Prática abusiva, a longa permanência de clientes nas filas de banco é crime previsto nos artigos de 56 ao 59 do CDC, o Código de Defesa do Consumidor, que trata das normas de defesa do consumidor, e isso porque o microssistema de proteção desse sujeito da relação de consumo é constituído não só pelo código, mas também pela respectiva legislação extravagante, na qual estão incluídas as leis que regulam a matéria.
Em Dourados, também como reflexo da política nacional de relações trabalhistas desse setor, cliente que ficou 1 hora e 13 minutos aguardando para ser atendida na agência Parque dos Ipês do Banco do Brasil, reclamou que teve prejuízos porque perdeu o horário de resolver outros assuntos comerciais que demandavam agendamento em outras agências bancárias.

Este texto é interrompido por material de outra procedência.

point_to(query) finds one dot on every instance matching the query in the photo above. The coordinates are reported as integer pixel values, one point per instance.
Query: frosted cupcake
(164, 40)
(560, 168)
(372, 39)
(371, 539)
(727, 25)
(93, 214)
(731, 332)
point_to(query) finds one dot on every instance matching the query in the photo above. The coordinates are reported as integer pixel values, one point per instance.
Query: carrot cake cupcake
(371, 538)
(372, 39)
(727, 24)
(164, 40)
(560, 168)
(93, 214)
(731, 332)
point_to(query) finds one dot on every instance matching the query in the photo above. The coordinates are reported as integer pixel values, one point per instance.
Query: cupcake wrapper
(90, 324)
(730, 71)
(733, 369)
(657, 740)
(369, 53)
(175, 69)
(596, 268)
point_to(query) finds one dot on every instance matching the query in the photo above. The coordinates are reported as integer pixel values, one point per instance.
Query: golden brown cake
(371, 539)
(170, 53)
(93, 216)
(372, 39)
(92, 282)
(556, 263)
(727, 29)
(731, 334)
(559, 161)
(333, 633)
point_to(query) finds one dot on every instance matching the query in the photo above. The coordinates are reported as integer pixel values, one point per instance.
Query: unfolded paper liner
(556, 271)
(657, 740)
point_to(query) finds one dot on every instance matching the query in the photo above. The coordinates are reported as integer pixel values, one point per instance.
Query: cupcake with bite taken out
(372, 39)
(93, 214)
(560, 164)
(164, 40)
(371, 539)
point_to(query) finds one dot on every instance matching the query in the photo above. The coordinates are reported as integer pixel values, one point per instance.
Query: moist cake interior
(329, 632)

De posse da senha numérica, estipulando o horário em que solicitou atendimento, a cliente tem conhecimento de que esse documento lhe servirá como instrumento para ingressar com demanda administrativa ou judicial.
Lei da fila
Em Dourados, a Lei municipal 2.642/2004 assegura três tempos diferentes para as pessoas permanecerem na fila: às terças, quartas e quintas-feiras, 15 minutos; segunda e sexta-feira, 20 minutos; e, no dia anterior e posterior a feriados longos, 30 minutos.
Diante do descumprimento de dispositivo legal, nesse caso o limite máximo de 20 minutos, para receber o atendimento, o consumidor pode denunciar a instituição financeira ao SAC (serviço de atendimento ao consumidor), no caso, do próprio banco onde se submeteu a esse tipo de constrangimento, ao Procon (Programa municipal de Defesa do Consumidor), no caso, aqui, em período de recesso de final de ano, e ao final, ao Judiciário, também em período de recesso forense, para a busca de indenização, dependendo de cada caso concreto.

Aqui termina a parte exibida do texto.